I have done a NMDS graph of a fungal community dataset sampled from 144 soil samples collected under three host plants (Dryas, Kobresia, Salix) - 48 plots from each of the three plants. Those 48 plots have been treated with 8 different treatments, (C,N,P,NP,W,WN,WP and WNP). Half of those treatments have water added, and the other half do not.
Thus, I have three factors I wish to identify the points in my NMDS by - plants, water/no water, and the 8 treatments. The standard is to have just two factors with one having the points differentiated by colour, and the other differentiated by shapes. However, the third factor (e.g. water/no water) then lacks an obvious feature to be distinguished by.
This is my code:
#environment vectors
#Treatment vector:
Treatment=c(rep("WP",1),rep("WP",1),rep("WP",1),rep("P",1),rep("P",1),rep("P",1),rep("N",1),rep("N",1),rep("NP",1),rep("NP",1)......[148]
###Water vector:
Water=c(rep("Watering",1),rep("Watering",1),rep("Watering",1),rep("No watering",1),rep("No watering",1),rep("No watering",1),rep("No watering",1),rep("No watering",1).......[148]
#plant vector:
Plantvector=c(rep("Dryas",1),rep("Kobresia",1),rep("Salix",1),rep("Dryas",1),rep("Kobresia",1),rep("Salix",1),rep("Dryas",1)........
#downloading the OTU table
zacktreat<- read.xlsx("Zack_OTUs_NMDS.xlsx", sheetName = "u_roots",row.names=1)
env<- read.xlsx("Zack_OTUs_NMDS.xlsx", sheetName = "env1",row.names=1, )
env[env == 9999] <- NA
env1<-env[-c(6,10,13,14,15,16)]
#reverting it
zacktreat<-t(zacktreat)
#doing the actual NMDS calculations
zacktreat_NMDS<-metaMDS(zacktreat, distance = "bray", k = 2, wascores = TRUE) #laver en Bray-Curtis-matrix og NMDS-analysen p? ?n gang
zacktreat_NMDS.envfit <- envfit(zacktreat_NMDS, env = env, perm = 999,na.rm = TRUE)

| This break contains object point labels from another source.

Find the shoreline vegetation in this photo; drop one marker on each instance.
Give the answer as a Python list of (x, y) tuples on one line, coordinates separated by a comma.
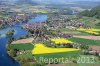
[(53, 35)]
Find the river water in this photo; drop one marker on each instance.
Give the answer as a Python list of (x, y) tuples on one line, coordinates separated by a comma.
[(5, 60)]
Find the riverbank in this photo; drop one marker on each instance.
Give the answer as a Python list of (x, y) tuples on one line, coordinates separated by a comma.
[(23, 41)]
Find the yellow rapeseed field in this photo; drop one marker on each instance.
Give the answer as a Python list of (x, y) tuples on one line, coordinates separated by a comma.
[(41, 49), (61, 41), (91, 30)]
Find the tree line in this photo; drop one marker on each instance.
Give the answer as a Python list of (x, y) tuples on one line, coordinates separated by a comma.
[(95, 12)]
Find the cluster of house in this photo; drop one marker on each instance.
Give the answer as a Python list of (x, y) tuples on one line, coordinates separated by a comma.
[(94, 50)]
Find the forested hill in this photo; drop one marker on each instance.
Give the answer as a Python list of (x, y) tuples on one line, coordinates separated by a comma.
[(95, 12)]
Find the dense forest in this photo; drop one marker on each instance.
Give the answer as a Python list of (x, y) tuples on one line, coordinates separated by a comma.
[(95, 12)]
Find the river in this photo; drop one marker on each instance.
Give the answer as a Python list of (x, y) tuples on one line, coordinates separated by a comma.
[(5, 60)]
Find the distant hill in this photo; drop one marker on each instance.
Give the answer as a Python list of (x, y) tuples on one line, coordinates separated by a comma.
[(95, 12), (20, 2)]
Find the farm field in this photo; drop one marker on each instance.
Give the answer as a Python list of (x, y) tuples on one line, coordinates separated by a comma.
[(27, 46), (85, 41)]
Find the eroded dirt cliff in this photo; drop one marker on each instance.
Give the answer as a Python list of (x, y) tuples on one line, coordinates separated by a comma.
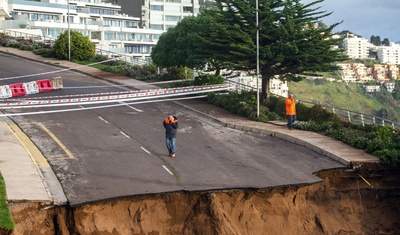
[(346, 202)]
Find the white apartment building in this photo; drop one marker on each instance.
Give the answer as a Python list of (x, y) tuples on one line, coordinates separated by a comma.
[(100, 20), (164, 14), (357, 48), (389, 54)]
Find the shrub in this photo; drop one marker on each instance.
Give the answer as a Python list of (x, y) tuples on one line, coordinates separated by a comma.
[(81, 47), (47, 53), (206, 79)]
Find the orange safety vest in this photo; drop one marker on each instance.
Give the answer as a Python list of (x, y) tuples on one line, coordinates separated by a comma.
[(290, 107)]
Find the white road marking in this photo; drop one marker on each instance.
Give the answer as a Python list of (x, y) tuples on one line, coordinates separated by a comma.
[(145, 150), (127, 136), (167, 170), (138, 110), (104, 120)]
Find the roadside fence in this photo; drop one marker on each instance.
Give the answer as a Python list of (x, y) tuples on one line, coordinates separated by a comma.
[(352, 116)]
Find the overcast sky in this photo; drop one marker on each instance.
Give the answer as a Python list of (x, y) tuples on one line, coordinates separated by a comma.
[(364, 17)]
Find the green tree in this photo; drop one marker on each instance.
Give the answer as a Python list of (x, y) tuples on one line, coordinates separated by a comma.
[(385, 42), (81, 47), (202, 41), (375, 40), (291, 47)]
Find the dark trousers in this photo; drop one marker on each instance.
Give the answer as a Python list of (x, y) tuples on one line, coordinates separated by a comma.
[(291, 119)]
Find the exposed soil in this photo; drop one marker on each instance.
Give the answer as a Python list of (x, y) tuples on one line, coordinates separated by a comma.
[(344, 203)]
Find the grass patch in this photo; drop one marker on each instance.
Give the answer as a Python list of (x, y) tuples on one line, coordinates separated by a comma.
[(6, 222), (337, 94)]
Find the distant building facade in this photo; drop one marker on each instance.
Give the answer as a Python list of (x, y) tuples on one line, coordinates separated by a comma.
[(356, 48)]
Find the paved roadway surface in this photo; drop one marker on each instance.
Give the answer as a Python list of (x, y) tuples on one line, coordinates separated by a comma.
[(216, 150)]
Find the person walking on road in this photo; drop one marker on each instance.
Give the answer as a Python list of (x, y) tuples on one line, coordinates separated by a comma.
[(171, 125), (290, 103)]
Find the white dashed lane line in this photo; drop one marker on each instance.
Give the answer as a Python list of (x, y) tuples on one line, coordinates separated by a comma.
[(167, 170)]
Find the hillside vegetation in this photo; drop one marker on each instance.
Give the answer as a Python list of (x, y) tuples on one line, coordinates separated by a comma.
[(346, 96)]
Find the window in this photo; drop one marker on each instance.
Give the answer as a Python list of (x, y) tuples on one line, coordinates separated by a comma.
[(156, 7), (176, 9), (156, 17), (172, 18), (121, 36), (109, 36), (156, 26)]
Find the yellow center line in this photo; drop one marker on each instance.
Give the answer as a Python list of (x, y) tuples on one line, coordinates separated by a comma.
[(70, 155), (35, 154)]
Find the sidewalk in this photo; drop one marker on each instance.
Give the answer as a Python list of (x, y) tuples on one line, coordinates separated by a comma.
[(31, 179)]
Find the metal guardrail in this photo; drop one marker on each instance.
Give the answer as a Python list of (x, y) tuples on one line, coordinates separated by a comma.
[(357, 117), (133, 60), (124, 57), (351, 116), (24, 35)]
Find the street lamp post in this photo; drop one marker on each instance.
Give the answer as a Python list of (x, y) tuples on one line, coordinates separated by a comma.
[(258, 62), (69, 36)]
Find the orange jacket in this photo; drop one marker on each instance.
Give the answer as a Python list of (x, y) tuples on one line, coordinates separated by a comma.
[(290, 106)]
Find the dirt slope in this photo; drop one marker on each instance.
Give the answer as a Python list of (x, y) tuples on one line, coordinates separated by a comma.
[(344, 203)]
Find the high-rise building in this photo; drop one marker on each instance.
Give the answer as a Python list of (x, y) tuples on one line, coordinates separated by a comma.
[(100, 20), (160, 14), (357, 48)]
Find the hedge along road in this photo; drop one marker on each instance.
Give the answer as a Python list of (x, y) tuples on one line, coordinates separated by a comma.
[(98, 154)]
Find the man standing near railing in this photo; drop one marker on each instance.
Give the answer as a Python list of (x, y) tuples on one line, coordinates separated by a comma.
[(290, 103)]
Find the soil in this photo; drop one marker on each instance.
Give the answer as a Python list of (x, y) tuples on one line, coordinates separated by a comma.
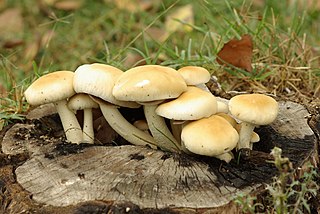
[(41, 173)]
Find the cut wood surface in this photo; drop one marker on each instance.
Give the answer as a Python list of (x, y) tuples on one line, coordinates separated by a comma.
[(61, 176)]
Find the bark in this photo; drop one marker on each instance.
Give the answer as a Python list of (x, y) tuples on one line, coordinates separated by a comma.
[(41, 173)]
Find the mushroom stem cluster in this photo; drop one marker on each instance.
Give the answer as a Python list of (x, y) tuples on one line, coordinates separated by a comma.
[(200, 122)]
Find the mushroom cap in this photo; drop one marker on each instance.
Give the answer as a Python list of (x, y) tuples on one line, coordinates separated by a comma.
[(81, 101), (50, 88), (258, 109), (98, 80), (228, 117), (149, 83), (192, 104), (222, 107), (194, 75), (209, 136)]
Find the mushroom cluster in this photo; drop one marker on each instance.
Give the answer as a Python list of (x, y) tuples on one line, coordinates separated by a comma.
[(180, 112)]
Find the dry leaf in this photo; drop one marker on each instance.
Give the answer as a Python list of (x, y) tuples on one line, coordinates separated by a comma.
[(157, 34), (3, 91), (3, 4), (12, 43), (133, 59), (46, 37), (317, 92), (237, 53), (11, 23), (133, 5), (179, 19), (68, 5)]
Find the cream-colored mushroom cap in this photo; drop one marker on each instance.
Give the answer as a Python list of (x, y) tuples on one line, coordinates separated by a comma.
[(229, 118), (192, 104), (149, 83), (210, 136), (50, 88), (257, 109), (194, 75), (81, 101), (98, 80)]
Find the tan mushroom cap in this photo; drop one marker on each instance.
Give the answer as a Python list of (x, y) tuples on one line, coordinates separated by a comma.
[(257, 109), (149, 83), (50, 88), (192, 104), (194, 75), (210, 136), (228, 117), (98, 80), (81, 101)]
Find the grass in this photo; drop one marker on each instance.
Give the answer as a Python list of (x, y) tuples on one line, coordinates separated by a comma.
[(286, 45), (288, 193)]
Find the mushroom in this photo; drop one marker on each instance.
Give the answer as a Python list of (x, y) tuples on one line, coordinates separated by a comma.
[(142, 125), (149, 85), (222, 107), (84, 102), (254, 137), (192, 104), (252, 110), (98, 80), (229, 118), (56, 87), (195, 75), (212, 136)]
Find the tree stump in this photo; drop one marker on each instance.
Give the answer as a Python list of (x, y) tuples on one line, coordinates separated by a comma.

data for the envfit arrows
env.scores.zacktreat <- as.data.frame(scores(zacktreat_NMDS.envfit, display = "vectors")) #extracts relevant scores from envifit
env.scores.zacktreat <- cbind(env.scores.zacktreat, env.variables = rownames(env.scores.zacktreat)) #and then gives them their names
mult <- 3 #multiplier for the arrows and text for envfit below. You can change this and then rerun the plot command.
#The ggplot
p1<-ggplot(
# Create data object including treatment as a column
data = cbind(comm = rownames(zacktreat_NMDS$points), treat = Expvect, as.data.frame(zacktreat_NMDS$points)),
aes(x = MDS1, y = MDS2, xlab=""))+
Create polygon from hull dataframe
scale_colour_manual(values=c("green","blue","red","darkgrey","darkgreen","orange","purple4","deeppink","turquoise2")) +
scale_shape_manual(values=c(1, 16)) +
# Use aesthetics to color points by treatment
theme_bw() +
geom_point(aes(col=Treatment, shape=Water), size = 3) +
geom_segment(data = env.scores.zacktreat,
aes(x = 0, xend = mult*NMDS1, y = 0, yend = mult*NMDS2),
arrow = arrow(length = unit(0.25, "cm")), colour = "grey") + #arrows for envfit. doubled the length for similarity to the plot() function. NB check ?envfit regarding arrow length if not familiar with lengths
geom_text(data = env.scores.zacktreat, #labels the environmental variable arrows * "mult" as for the arrows
aes(x = mult*NMDS1, y = mult*NMDS2, label=env.variables),
size = 4,fontface="italic",
hjust = 0.5) +
#scale_fill_discrete(limits=c("C","N","P","NP","W","WN","WP", "WNP")) +
#geom_text(aes(label = comm), vjust = 1.5, size=5) +
coord_cartesian(xlim=c(-1.4,1.4), ylim=c(-1.0,1.0)) +
labs(title="With env.vectors", x="") +
theme(plot.margin=unit(c(0,0,0,0), "mm"))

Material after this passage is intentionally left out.